Okuyalı dört yıl oldu, az bir süre sayılmaz  Üzerine yazı yazmadım ama o dönem esinlenerek bir şiir yazmıştım; Işığa Çözülenler kitabında yer aldı bu şiir.
Alegorik biçiminden ve konusundan kaynaklı sanırım, romanı nihilist, karamsar bulanların aksine Veba'daki ana izlek; mücadele ve kaçış arasındaki temel gerilimdir...
Veba alegorisinin dayandığı eksen egemenlerce sürdürülen toplumsal şiddet ve kuşatmadan yükselir. Camus, bu şiddetin yarattığı boşluk ve ölüm salınımında, salgına yönelik yürütülen mücadele, direniş ve umut arasında bir praksis ilişkisi kurar. yani bilinç ile eylem arasındaki zorunlu bağ...


hatırımda kalan;

ana karakterlerinden birisi hekimdir, mücadeleyi ve direnişi temsil eder...

diğeri karantina altına alınan şehirden sürekli kaçmayı planlayan bir gazeteciydi, sanırım hekimin iradesi, mücadelesi ve kararlılığı karşısında romanın sonuna doğru fikri değişiyordu

İlginç ama bir o kadar da hala güncelliğini koruyan karakterlerden biri, salgını başından sonuna izlemekle yetinen; bu sürede tek derdi ve kaygısı romanına bir giriş cümlesi bulmak olan ve bunu da beceremeyen dolayısıyla romanını asla yazamayan bir yazardı...

kıssadan hisse...
----------------------------------------------------------------

Bu yazıyı yazarken hafızamın iyi olduğuna dair; bir siteden biraz alıntı da buldum..
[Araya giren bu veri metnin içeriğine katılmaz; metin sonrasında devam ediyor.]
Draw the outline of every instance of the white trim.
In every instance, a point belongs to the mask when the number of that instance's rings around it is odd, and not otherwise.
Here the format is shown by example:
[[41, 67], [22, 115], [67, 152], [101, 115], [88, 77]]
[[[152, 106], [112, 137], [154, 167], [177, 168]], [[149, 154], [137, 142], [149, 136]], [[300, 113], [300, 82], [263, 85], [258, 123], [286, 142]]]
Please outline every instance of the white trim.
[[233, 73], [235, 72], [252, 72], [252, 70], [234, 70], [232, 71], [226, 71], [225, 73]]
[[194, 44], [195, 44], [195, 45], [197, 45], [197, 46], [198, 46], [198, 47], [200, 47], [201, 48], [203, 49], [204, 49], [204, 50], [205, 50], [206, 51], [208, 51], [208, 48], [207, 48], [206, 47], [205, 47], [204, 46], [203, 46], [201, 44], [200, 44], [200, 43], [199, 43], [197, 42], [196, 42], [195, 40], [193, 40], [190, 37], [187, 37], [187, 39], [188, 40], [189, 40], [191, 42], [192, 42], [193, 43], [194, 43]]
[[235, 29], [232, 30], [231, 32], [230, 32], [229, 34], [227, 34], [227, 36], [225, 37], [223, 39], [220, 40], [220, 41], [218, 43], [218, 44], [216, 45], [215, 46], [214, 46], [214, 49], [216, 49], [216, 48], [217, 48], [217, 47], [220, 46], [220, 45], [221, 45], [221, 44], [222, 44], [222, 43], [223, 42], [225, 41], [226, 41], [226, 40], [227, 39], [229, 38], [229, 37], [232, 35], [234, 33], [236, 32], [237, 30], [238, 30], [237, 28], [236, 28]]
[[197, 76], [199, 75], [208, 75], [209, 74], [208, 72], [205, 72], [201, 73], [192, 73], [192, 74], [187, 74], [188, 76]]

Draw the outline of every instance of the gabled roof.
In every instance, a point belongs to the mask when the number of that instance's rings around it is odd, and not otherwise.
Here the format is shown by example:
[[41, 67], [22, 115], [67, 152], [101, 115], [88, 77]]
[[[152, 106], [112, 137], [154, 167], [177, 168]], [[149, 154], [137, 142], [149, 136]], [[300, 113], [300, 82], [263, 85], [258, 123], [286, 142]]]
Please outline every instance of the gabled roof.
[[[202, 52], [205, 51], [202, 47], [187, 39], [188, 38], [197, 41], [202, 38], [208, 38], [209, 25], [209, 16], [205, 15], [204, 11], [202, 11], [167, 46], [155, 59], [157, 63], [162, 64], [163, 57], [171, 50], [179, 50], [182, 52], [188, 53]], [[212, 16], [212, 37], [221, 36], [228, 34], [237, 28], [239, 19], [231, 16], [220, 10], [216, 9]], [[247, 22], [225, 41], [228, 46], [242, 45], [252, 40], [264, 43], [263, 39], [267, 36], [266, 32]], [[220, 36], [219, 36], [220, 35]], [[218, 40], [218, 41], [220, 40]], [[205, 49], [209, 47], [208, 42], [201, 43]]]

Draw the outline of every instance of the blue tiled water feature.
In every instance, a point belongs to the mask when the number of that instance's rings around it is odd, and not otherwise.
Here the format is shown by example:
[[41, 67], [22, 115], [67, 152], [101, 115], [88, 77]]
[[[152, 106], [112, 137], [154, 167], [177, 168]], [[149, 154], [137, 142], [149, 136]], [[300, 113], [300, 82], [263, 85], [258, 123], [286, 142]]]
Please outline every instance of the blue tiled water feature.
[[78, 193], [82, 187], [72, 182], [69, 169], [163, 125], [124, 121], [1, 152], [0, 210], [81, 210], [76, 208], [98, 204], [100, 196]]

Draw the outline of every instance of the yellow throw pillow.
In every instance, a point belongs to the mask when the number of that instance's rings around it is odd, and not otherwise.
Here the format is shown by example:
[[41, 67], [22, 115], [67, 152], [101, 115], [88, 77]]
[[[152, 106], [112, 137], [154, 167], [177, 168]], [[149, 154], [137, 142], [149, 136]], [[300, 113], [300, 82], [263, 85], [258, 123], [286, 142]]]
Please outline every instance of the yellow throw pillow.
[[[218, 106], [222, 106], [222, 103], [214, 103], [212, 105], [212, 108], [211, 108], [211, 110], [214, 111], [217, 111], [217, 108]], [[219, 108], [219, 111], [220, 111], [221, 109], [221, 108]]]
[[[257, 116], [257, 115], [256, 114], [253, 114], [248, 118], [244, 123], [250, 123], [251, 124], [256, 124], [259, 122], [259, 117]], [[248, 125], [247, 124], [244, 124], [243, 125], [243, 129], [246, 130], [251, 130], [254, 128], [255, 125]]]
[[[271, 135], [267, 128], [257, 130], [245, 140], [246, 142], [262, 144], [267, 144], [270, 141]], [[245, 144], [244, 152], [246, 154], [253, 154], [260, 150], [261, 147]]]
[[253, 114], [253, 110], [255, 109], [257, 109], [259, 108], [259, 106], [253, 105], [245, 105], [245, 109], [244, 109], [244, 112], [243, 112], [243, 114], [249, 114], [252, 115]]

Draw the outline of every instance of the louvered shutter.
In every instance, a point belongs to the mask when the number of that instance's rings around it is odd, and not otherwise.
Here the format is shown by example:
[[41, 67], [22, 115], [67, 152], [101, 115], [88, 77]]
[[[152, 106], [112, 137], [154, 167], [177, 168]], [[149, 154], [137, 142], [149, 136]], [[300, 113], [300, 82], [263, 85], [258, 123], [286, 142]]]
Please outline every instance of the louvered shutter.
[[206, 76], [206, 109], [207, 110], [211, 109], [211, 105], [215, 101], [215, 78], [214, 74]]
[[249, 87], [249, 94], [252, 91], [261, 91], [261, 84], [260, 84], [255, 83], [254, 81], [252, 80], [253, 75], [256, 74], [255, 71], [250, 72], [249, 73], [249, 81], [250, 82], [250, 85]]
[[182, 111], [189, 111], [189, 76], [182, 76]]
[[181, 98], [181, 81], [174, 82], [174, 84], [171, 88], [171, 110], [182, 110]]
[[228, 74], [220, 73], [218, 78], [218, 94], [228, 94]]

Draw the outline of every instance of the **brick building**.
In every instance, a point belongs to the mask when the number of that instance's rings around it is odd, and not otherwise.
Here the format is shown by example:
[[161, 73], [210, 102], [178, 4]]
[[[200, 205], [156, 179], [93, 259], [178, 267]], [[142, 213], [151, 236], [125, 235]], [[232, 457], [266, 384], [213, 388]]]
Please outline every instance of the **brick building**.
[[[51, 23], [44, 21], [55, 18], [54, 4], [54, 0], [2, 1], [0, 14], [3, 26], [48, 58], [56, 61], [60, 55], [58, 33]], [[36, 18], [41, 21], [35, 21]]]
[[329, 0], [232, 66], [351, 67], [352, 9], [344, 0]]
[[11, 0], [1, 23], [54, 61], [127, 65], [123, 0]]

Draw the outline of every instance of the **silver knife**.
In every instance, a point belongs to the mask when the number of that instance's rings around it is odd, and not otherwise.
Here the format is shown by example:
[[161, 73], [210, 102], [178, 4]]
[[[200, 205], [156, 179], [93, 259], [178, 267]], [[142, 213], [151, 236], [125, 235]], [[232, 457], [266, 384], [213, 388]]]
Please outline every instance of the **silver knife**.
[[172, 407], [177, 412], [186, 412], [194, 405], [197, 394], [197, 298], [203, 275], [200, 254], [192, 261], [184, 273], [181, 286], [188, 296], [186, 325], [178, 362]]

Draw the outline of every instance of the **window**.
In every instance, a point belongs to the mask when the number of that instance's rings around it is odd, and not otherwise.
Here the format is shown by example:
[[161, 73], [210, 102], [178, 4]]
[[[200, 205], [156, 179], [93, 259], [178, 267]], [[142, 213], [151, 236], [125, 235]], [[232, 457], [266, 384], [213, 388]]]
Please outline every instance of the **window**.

"Ama birileri de direniyordu; tecrübeli doktor Castel'in serumunu hastalarına her defasında aynı umutla zekrederken Rieux direniyordu; bir ermiş olmak isteyen, yaşamın ve ölümün pek çok yüzüne tanık olmuş Tarrou ile sevgilisine kavuşmak için şehir dışına insan kaçıran kaçakçılarla anlaşan Rambert direniyordu; rahip, büyük ayin günü 'saçma' diyerek tanımladığı bilimin dinle uyuşabileceğini düşünmeye ve kurulan sağlık ekiplerine elinden gelen yardımı yapmaya başlamıştı.
Çünkü ölüm birleştirirdi; ölüm beklentisiyle trenleri kadar yürekleri de tutuşan insanların kim olduklarının, daha önce birbirlerine nasıl baktıklarının, siyasi görüşlerinin, kavgalarının ve nefretlerinin bir anlamı kalmazdı. Ölüm bizimle alay ederdi bu yönüyle; tapındığımız hayat bizi ayırırken, o, birbirimize kalben sokulmamızı sağlardı çünkü...
Sonsuz çelilki, felaketi haber verdiği için nefret duyulan farelerin yeniden ortaya çıkmalarındaki sevinçte yatardı; bir kent, huzursuzca yuvarlandığı bir ölüm uykusundan uyanırdı korkarak...
Ve vebanın fareleri, uykuya dalan bir lanetin sessiz elçileri gibi dönerlerken geldikleri yere, sevinç çığlıkları ve havai fişeklerin sönmeye mahkum renkli ışıkları kaldırdı bir şehri kanatan büyük felaketten geriye."